Rather than resign your membership, why don't you try simplifying the language of your posts? Some things you might try:
Get acquainted with the period (.). Your OP has 140 words in one sentence. That's a good length for a paragraph. It's about 10 times too long for one sentence.
Write short sentences which have one subject and one verb. (Right, that's a bad practice as a habit, but you would benefit from practicing writing short sentences.) "See Spot run. Look Dick, I have two big balls. Jane is a bitch." Of course you don't want to write like that all the time. For God's sake (he has to read that stuff too) improve your writing!
Use short words whenever possible. Prefer Anglo-Saxon words over words borrowed or coined from Greek, Latin, and French. Some examples of longer, less common words: conducive, [leads to] conversely [opposite], corresponding [matching], disillusionment... Use more common words instead of less common words. (Google Ngram can tell you how common a word is.)

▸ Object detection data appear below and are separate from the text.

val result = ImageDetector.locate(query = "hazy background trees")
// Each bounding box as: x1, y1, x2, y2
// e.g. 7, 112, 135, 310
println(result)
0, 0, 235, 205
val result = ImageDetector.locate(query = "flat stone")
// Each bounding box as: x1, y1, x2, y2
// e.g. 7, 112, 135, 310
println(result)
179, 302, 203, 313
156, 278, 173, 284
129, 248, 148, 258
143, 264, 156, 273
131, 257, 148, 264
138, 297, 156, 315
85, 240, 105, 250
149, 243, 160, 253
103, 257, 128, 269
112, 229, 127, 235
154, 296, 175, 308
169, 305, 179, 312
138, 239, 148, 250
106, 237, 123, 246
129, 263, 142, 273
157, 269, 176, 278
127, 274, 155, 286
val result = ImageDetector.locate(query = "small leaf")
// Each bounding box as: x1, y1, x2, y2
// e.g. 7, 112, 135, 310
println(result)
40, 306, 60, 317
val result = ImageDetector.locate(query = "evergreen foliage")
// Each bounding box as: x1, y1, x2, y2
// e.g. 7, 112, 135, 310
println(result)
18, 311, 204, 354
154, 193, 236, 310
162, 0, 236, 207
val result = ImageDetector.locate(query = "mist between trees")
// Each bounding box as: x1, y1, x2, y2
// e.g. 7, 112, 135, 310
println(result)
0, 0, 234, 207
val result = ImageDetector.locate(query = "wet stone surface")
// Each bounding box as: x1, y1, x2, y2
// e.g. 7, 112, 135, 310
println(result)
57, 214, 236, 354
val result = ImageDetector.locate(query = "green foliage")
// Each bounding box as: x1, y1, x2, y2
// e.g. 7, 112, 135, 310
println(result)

Sure, most people here are well educated. But want to know a secret? Even educated people prefer to read easier text than harder text.
Use proper grammatical construction--no sentence fragments, no run on sentences. Limit the number of clauses within a sentence
Simplify, simplify, simplify.
Here, look at this sentence (It's yours). How could it be made simpler, easier to read, and easier to understand?
"Wonder why it unfortunately tends to be the case that the more benign an individual’s personal situation the typically more conducive it then tends to be towards encouraging a naive and illusory concept of reality within them - " 37 words
Start with a subject. That would be you.
"I wonder why more benign situations tend to encourage a naive concept of reality in people. 16
Less than half as long. You seem to want to say everything in 1 sentence. It's OK in America to use several sentences to convey a thought. Yes, it's unfortunate; yes, it's both naive and illusory.
I used to write like you. A college teacher was handing tests back and said that I should be writing for the IRS (not a compliment). Another teacher told me to get acquainted with the semicolon. I liked writing that way. But later on, (25 years later) I finally figured out how to write simply. It's not painful to leave all that verbiage behind.